The aesthetic is squint-view LitteBigPlanet, the soundtrack is a mixture of kindergarten chiptunes and sugary tween-pop and the building-block mechanics are lifted from the child-friendly Lego Star Wars. But despite these inspirations, Disney Universe also boasts one of the darkest premises in Disney's repertoire.
Employees at one of the corporation's theme parks - the cast members that deliver the dream day out for tiny children - have run amok. Rather than embodying all that is innocent and wonderful about childhood heroes, the employees have started attacking visitors. Paragons of security and cheerfulness have become malevolent dangers.
It's the stuff of true child nightmares; the edges of this story of broken trust are only softened only by the fact that the theme park is a 'virtual' Disneyland rather than a real one, and the employees aren't people but 'cast bots'. Even so, it's a dark heart at the core of an otherwise relentlessly saccharine game, one that delivers players into the world of six of Disney's most treasured properties: Aladdin, Alice in Wonderland, The Lion King, Pirates of the Caribbean, Monsters, Inc., and WALL-E.
You play as a blue-faced midget, a Sackboy prepped for work as an extra in James Cameron's Avatar, with a variety of unlockable costumes to clothe him in before you head into the game. These costumes range from the obvious (Mickey Mouse, Donald Duck) to the obscure (the lead ant from A Bug's Life) and their slightly oversized, floppy fit leads to some lovely animation, adding charm to what is a rather charmless base character.
Beyond the weapon you wield, your choice of costume has no mechanical implications, but since the game's emphasis is on co-op multiplayer this gentle bit of fan-service is welcome. New costumes are unlocked with the coins that you collect in-game, and the developer wisely places a primary emphasis on completing the entire wardrobe.
The game design is pulled from the now well-established Lego Star Wars template, although it lacks the diversity, richness and subtlety of Traveller's Tales' stable of games. In general, you move from left to right through a short, contained area, solving straightforward lock-and-key puzzles in order to progress while batting the attacking bots away into showers of coins that can be hoovered up and spent to unlock new content.
Each stage contains a secret blue star that, when collected, permanently upgrades your chosen costume, increasing the size and effectiveness of your melee weapon.
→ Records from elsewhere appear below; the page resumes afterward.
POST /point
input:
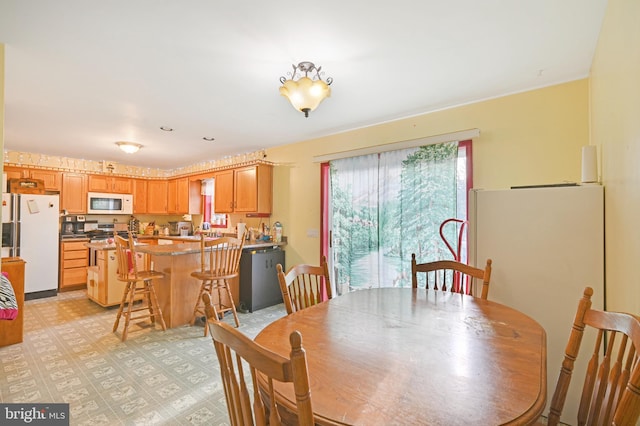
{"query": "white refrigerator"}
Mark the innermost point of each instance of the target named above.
(30, 231)
(547, 245)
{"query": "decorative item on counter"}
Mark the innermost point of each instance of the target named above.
(150, 228)
(241, 228)
(277, 232)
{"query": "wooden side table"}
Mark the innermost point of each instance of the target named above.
(12, 331)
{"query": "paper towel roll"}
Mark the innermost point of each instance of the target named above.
(241, 229)
(589, 164)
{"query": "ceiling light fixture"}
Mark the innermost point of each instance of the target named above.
(129, 147)
(305, 93)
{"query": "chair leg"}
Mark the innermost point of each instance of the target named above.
(198, 306)
(147, 286)
(154, 308)
(233, 305)
(125, 293)
(127, 312)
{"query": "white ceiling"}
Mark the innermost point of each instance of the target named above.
(81, 75)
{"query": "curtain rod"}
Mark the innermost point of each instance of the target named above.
(412, 143)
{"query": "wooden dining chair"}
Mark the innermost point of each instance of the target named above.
(139, 286)
(449, 275)
(611, 390)
(304, 285)
(236, 352)
(219, 263)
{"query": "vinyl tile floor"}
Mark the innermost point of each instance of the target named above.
(70, 355)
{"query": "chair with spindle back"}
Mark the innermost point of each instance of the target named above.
(219, 263)
(236, 353)
(138, 286)
(611, 390)
(304, 285)
(449, 275)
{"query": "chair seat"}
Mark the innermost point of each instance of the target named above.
(142, 276)
(219, 264)
(130, 272)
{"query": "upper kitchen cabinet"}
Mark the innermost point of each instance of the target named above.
(114, 184)
(140, 196)
(157, 196)
(244, 190)
(74, 193)
(223, 194)
(52, 179)
(183, 196)
(178, 195)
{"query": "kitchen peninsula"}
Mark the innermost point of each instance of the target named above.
(178, 291)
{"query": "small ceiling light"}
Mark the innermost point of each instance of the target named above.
(129, 147)
(305, 93)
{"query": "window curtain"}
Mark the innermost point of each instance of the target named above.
(385, 207)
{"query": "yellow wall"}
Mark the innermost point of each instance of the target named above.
(615, 127)
(527, 138)
(1, 102)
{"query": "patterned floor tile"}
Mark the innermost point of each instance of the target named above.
(69, 354)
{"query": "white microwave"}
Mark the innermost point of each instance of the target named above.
(105, 203)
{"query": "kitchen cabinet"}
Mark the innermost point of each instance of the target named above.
(74, 193)
(15, 173)
(52, 179)
(13, 330)
(223, 194)
(157, 196)
(74, 260)
(178, 195)
(112, 184)
(140, 196)
(183, 196)
(103, 286)
(244, 190)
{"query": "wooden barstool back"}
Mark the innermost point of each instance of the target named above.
(449, 275)
(236, 352)
(304, 285)
(219, 263)
(611, 388)
(138, 286)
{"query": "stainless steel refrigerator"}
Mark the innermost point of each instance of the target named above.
(30, 231)
(547, 245)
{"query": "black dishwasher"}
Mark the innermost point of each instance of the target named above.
(259, 286)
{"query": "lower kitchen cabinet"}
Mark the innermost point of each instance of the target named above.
(103, 286)
(74, 259)
(259, 287)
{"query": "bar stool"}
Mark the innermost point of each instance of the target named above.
(139, 286)
(219, 263)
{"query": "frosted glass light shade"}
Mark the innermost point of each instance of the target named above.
(129, 147)
(305, 94)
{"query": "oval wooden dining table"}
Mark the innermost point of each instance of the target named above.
(399, 356)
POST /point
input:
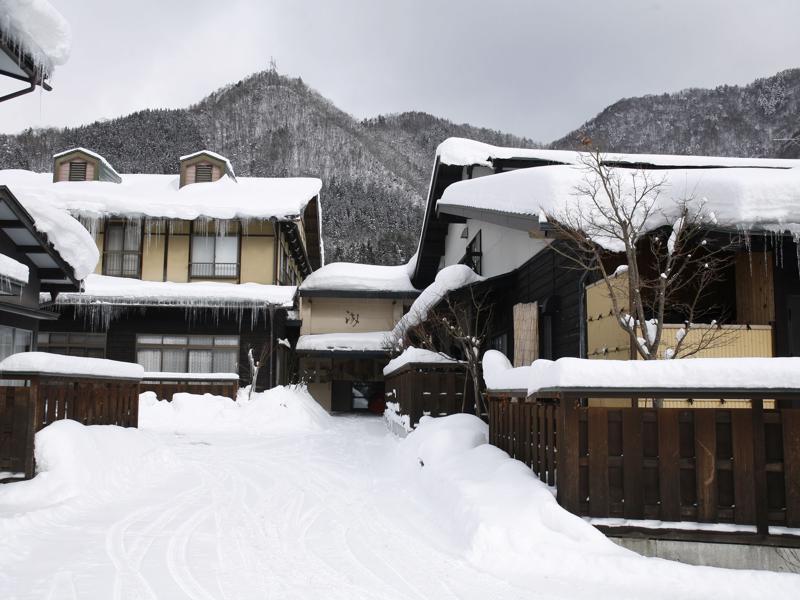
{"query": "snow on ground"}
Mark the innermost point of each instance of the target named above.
(344, 511)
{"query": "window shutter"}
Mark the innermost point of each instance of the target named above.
(77, 170)
(202, 173)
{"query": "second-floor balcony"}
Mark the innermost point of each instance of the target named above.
(214, 270)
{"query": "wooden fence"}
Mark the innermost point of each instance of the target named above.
(712, 465)
(430, 389)
(24, 410)
(166, 387)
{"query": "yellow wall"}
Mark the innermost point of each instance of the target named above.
(330, 315)
(153, 258)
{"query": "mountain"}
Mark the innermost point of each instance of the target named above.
(729, 120)
(375, 172)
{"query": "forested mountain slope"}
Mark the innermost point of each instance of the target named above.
(375, 172)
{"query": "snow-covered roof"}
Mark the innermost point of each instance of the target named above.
(122, 291)
(214, 155)
(111, 171)
(13, 269)
(357, 278)
(372, 341)
(463, 152)
(656, 375)
(44, 363)
(447, 280)
(160, 196)
(37, 29)
(415, 356)
(751, 198)
(69, 238)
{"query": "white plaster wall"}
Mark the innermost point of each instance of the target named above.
(503, 249)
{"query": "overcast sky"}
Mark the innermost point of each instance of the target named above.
(531, 67)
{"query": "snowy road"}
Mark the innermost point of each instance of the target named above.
(292, 516)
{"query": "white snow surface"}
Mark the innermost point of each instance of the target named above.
(285, 408)
(104, 289)
(45, 363)
(700, 373)
(69, 238)
(342, 276)
(189, 376)
(413, 355)
(159, 196)
(342, 511)
(464, 152)
(447, 280)
(752, 198)
(370, 341)
(39, 29)
(13, 269)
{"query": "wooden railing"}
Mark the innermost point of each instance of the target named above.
(167, 385)
(430, 389)
(25, 409)
(708, 465)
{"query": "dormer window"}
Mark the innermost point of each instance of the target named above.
(203, 173)
(77, 170)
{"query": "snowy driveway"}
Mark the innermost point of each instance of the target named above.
(279, 516)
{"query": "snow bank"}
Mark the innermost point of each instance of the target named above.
(464, 152)
(92, 462)
(282, 409)
(360, 278)
(699, 373)
(751, 199)
(160, 196)
(507, 522)
(447, 280)
(103, 289)
(413, 355)
(13, 269)
(38, 29)
(370, 341)
(58, 364)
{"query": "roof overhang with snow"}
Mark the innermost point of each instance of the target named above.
(54, 273)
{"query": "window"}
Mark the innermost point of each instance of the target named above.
(92, 345)
(123, 249)
(215, 256)
(473, 254)
(188, 353)
(203, 173)
(77, 170)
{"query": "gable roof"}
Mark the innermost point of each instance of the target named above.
(60, 248)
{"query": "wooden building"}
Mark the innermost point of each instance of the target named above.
(348, 312)
(196, 269)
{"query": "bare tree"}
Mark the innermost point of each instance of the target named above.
(458, 323)
(669, 256)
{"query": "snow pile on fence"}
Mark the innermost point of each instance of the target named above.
(92, 462)
(44, 363)
(413, 355)
(370, 341)
(13, 270)
(282, 409)
(505, 521)
(38, 29)
(159, 196)
(357, 277)
(750, 199)
(465, 152)
(694, 373)
(447, 280)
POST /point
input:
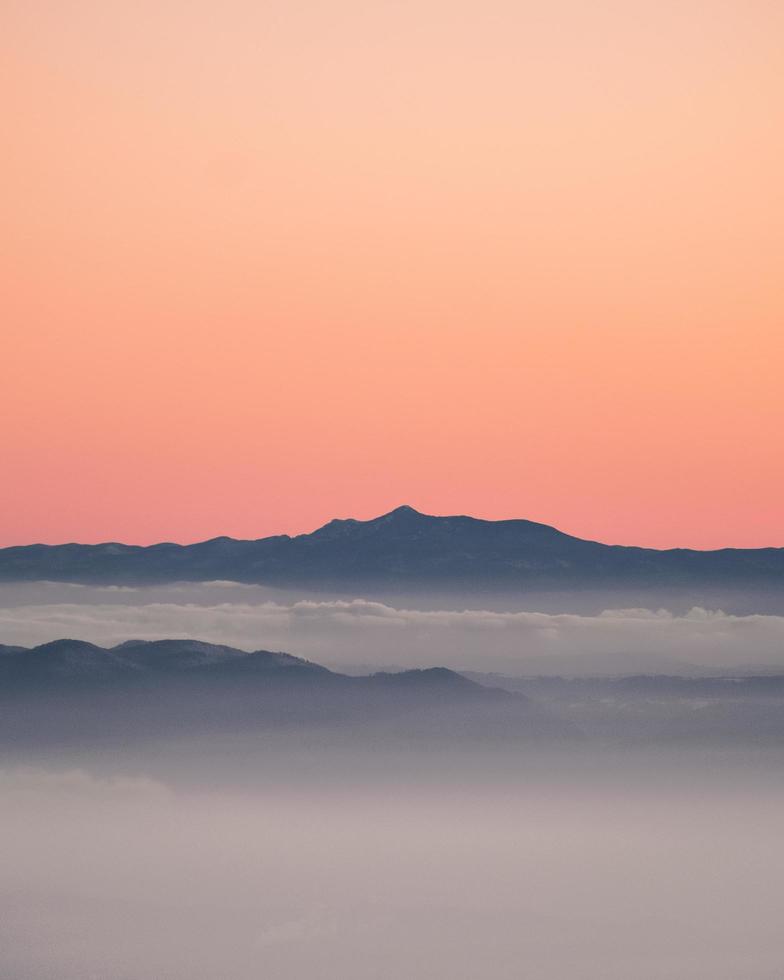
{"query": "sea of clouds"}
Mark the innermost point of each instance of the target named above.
(359, 634)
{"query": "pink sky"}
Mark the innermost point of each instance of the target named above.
(268, 264)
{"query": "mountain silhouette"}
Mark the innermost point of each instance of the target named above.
(71, 690)
(402, 550)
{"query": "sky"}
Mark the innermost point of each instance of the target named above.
(266, 264)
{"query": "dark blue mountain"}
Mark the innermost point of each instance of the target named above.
(404, 551)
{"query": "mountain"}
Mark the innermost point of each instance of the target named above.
(70, 690)
(404, 551)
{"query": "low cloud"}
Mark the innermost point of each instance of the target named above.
(359, 633)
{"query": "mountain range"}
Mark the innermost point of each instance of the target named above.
(402, 551)
(69, 690)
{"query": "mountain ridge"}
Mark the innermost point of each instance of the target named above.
(399, 550)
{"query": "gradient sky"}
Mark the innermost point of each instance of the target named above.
(268, 263)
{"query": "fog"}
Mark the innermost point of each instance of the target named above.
(602, 830)
(543, 873)
(364, 634)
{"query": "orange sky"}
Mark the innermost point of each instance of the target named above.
(264, 264)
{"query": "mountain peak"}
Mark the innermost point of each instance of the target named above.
(405, 510)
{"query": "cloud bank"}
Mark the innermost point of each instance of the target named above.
(360, 634)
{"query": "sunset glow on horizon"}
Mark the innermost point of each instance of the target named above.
(266, 264)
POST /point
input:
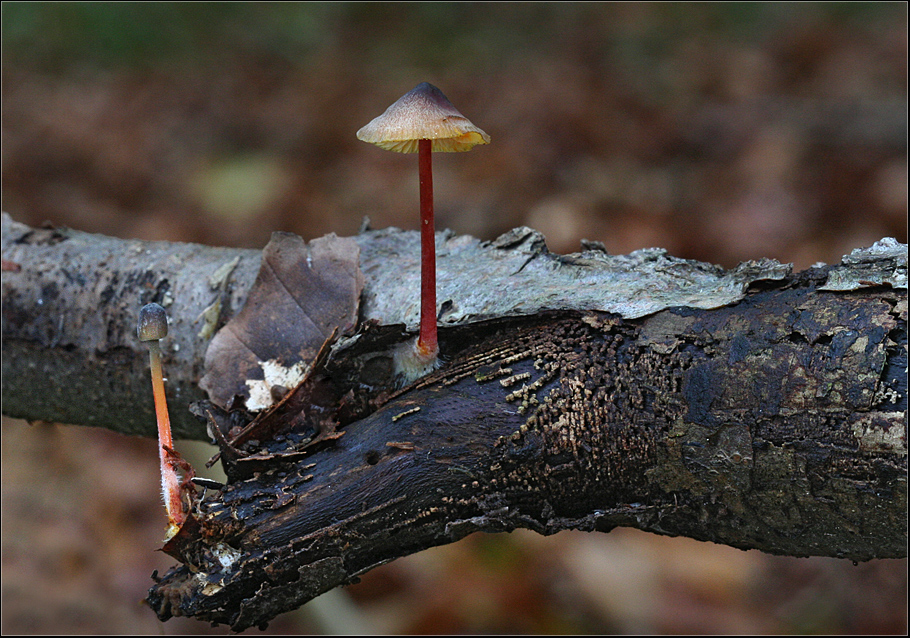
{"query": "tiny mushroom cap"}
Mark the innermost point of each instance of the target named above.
(423, 113)
(152, 323)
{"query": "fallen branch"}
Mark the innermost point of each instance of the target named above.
(768, 411)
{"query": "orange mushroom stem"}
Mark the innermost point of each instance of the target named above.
(151, 328)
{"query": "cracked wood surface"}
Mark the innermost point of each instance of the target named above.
(776, 424)
(772, 416)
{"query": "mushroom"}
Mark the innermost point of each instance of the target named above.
(422, 121)
(151, 328)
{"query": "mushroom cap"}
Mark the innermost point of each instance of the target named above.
(423, 113)
(152, 323)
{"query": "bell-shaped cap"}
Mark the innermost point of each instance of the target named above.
(152, 323)
(423, 113)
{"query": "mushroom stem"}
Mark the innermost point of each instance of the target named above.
(170, 482)
(152, 327)
(427, 343)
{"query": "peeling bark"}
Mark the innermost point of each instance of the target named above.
(773, 420)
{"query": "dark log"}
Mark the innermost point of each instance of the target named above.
(755, 407)
(776, 424)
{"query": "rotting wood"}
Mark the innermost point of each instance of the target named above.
(776, 424)
(777, 421)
The combat, while button-mashy for the audience, has shades of Kingdom Hearts in it, especially as many of the characters' weapons resemble keyblades.
But with just one attack button and a jump, there's none of the relative complexity of Square Enix's work here. Fighting grunts fast becomes boring, your weapon slicing through their attacks with ease, although larger brutes require some strategy, temporarily elevating the combat to something more interesting.
Collectibles and pick-ups litter the environments: power-ups that momentarily grant your character giant boxing gloves or a huge, foe-pulling magnet, for example, giving the illusion of a generosity of content. Indeed, first impressions of the game are strong thanks to the vibrant visuals, tight control and rapid stream of rewards.
"There's little reason to play through a stage more than once - again in contrast to the Lego games."
But in reality, aside from three easily-found hidden objects in each level, there's little reason to play through a stage more than once - again in contrast to the Lego games, which pile high the incentives for repeat play and exploration. Some costumes can only be unlocked by playing a stage twice, but when you are doing so solely to acquire a meta-reward, it's a somewhat joyless experience.
Level design is robust, but rarely imaginative. Too often the designs fall back on the same tight set of ideas: piecing together a cannon by pulling the two halves together, then pushing it to a designated spot in order to shoot down a door or a pirate ship, for example. Repetition becomes an issue as the game unfurls.
The special case levels are often the strongest, playing with the formula in more interesting ways, but these are too few to upset the wider rhythm. A large blue arrow indicates where you should be headed or what you should be interacting with at any given point; it's a useful addition for younger children that can be turned off in the menu if you want to make the game more than an explicit, linear to-do list.
While the game lacks lustre in single-player, there is more fun to be had with up to three friends. With a full set of co-operating players, the small play areas can become very cramped, especially with the showers of coins and particle effects that confuse the screen. But with one or two friends in tow, the co-op mechanics that have players coming together for special moves elevate the experience somewhat. The game design has been properly reconfigured for multiplayer, with puzzles tweaked to require timed inputs from each participant: an effort that should be applauded, even if it fails to do away with the more fundamental issues of repetition and uninspiring design.
Disney Universe is far from a bad game. Its general competency is evidence of a capable team that has cherry-picked designs (both systemic and aesthetic) from other titles and paired them with a clutch of inspiring licenses. But the disparate parts only click together in a rather mundane way, failing to capitalise fully on the licenses or match up to the quality of its video game inspirations. As a result, the game comes across as a pastiche that lacks its own vision and identity - a world away from all that it could have been, considering the stars it had to play with.